The girl leaned on her broom as the three approached and she frowned. “Good evening to you,” she said politely. “What business do a dwarf, an elf, and a mage have on our little patch of dirt.”

“I’m not a dwarf,” insisted Cravan.

“Oh gods, here we go again,” Rieki muttered at Mor.

The milkmaid looked perplexed. “I’m sorry…what?”

“I’m not a dwarf,” he repeated. “I’m five-foot-two. That’s a respectable height for any man, if a wee bit on lower side of average.”

Rieki turned to Mor again and said, “Aye, but four inches of that is in his boots.” Mor broke from his usual taciturn expression to giggle at that one.

The girl continued, “I’m sorry, but what with the beard and the axe…”

“Now that’s just racist,” said Cravan. “Let me tell you…”
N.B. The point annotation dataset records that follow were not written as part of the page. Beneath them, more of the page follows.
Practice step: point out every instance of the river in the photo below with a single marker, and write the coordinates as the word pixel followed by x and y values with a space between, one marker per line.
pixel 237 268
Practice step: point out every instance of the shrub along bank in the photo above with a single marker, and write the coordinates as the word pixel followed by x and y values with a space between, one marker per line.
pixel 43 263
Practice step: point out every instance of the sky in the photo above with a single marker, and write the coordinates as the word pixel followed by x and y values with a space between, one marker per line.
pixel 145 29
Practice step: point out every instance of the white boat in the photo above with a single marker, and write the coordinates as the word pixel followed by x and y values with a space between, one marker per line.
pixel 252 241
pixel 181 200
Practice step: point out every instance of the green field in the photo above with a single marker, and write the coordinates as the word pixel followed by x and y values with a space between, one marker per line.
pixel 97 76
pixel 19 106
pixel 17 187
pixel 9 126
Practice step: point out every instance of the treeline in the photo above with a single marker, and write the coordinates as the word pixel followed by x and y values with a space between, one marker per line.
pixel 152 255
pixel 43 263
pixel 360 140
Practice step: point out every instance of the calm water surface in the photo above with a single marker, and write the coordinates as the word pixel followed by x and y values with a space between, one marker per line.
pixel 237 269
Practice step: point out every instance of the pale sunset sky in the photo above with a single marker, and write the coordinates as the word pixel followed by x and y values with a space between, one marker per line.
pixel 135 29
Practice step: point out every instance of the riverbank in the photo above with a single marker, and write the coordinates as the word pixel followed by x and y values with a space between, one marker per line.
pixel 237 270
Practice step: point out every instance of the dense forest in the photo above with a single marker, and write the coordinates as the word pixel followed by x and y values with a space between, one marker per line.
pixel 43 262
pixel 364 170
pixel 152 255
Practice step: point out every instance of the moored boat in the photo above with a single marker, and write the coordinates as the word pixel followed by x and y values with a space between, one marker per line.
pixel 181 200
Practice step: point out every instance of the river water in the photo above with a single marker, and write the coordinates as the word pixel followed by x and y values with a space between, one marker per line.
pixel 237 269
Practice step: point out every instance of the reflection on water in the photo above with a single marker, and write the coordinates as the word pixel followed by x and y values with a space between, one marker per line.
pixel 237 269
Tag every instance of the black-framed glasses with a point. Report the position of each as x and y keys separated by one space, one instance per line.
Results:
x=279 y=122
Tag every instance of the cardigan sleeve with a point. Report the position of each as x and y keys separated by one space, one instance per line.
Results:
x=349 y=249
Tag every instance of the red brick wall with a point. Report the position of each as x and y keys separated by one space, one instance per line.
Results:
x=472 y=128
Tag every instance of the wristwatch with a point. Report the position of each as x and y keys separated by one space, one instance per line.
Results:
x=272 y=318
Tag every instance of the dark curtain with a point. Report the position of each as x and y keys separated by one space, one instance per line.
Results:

“I’m sorry to interrupt,” said Mor, “but we are on a mission of some urgency. It seems you have been selected by the Fates to perform a sacred duty and rescue the land from its torment.”

She looked at Rieki and asked, “What’s he saying now?”

All she could do was shrug before Mor went on. “We need you to come with us and slay a dragon.”

She burst out laughing. “No, I don’t think so.”